Hi Chrissy, DHilBe and Assandy (I still like your avatar yet feel so sad about it.)
Ashlynne, I chuckled about your muscle/helper guy. =)
Tex, chuckled about your “bible thumping Mommy Dearest”. I soooo agree that you have a wonderful husband who’s running interference on your behalf with his MIL. Yep, he does deserve a Hero’s award.

Ladee - before we arrive, can you like … call the pest control people and to use natural products to spray those Texas ticks? I sure don’t want to be allergic to red meat. Yeah, capt will come out on Ike.

Wannek, good tips to remember. And don’t talk fast. I keep forgetting that. By the time I’m done talking, dad looks so confused. And I’m too tired to repeat myself. Then he gets pissed off because I say, “Oh, never mind!” I will admit that even before dad’s stroke, he was going on 3 weeks without showering. Why would he need to shower? He doesn’t need it. He doesn’t stink (his sense of smell is gone.) The only way to get him to shower was to say that so-and-so (a male) is coming to visit. Only then he will shower.

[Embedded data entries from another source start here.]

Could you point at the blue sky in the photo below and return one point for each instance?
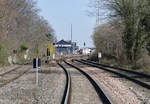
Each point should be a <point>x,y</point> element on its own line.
<point>62,13</point>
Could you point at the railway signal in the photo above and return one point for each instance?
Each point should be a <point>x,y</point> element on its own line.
<point>48,52</point>
<point>36,65</point>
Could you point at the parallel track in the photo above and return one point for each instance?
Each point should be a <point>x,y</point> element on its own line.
<point>65,99</point>
<point>145,85</point>
<point>103,97</point>
<point>117,68</point>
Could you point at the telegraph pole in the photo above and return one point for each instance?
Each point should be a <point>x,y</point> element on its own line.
<point>71,32</point>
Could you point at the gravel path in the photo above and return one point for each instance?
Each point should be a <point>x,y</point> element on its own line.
<point>82,92</point>
<point>118,92</point>
<point>24,90</point>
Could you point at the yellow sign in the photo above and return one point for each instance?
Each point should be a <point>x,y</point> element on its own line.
<point>51,49</point>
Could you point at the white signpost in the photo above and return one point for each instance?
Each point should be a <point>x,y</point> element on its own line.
<point>37,68</point>
<point>36,65</point>
<point>99,56</point>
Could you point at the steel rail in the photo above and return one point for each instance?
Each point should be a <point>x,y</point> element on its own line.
<point>104,98</point>
<point>121,69</point>
<point>117,73</point>
<point>65,99</point>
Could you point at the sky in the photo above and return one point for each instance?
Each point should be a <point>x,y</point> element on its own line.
<point>62,13</point>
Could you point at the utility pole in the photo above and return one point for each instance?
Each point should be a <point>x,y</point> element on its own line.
<point>71,32</point>
<point>97,2</point>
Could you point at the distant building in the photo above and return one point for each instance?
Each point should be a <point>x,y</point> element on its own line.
<point>65,47</point>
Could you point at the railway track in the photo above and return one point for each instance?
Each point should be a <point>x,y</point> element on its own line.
<point>138,78</point>
<point>11,75</point>
<point>65,99</point>
<point>102,96</point>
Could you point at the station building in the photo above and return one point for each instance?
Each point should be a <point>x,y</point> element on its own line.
<point>65,47</point>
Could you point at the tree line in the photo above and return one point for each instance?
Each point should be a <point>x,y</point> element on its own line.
<point>21,24</point>
<point>127,32</point>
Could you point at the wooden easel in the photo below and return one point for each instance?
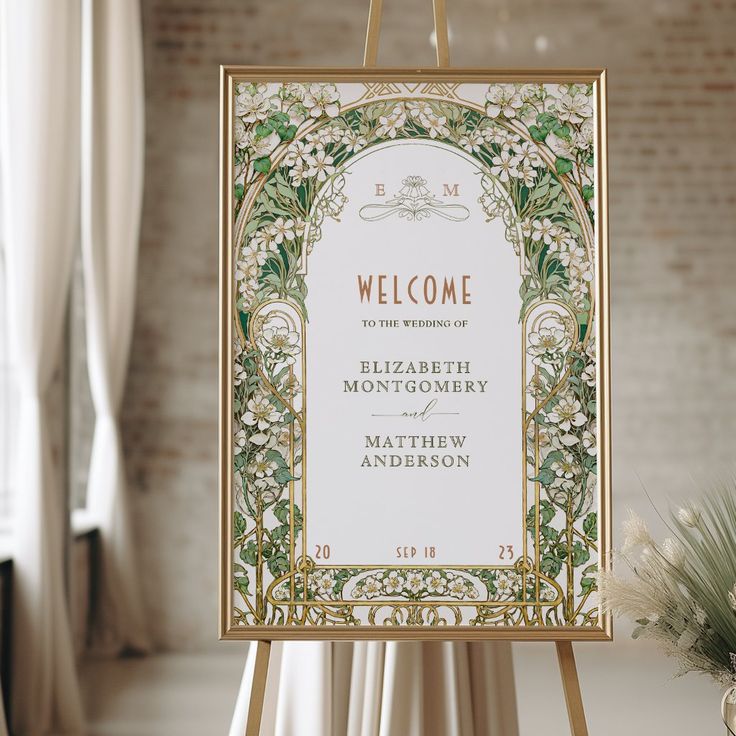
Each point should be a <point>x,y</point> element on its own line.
<point>565,654</point>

Veronica, since I graduated from high school, I’ve never attended any of our reunions. My ex bf asked me why I don’t attend. I said that I never went to the dances and proms when I was in school, why on earth would I do so now? Our island is so small, I already see my former classmates. I admit, they all seem to look like they’ve gained too much weight and old looking.

Steller – Finally your brother gets to see what you’ve been telling him. I wonder how he’s going to react now? Please keep us updated. I’m curious.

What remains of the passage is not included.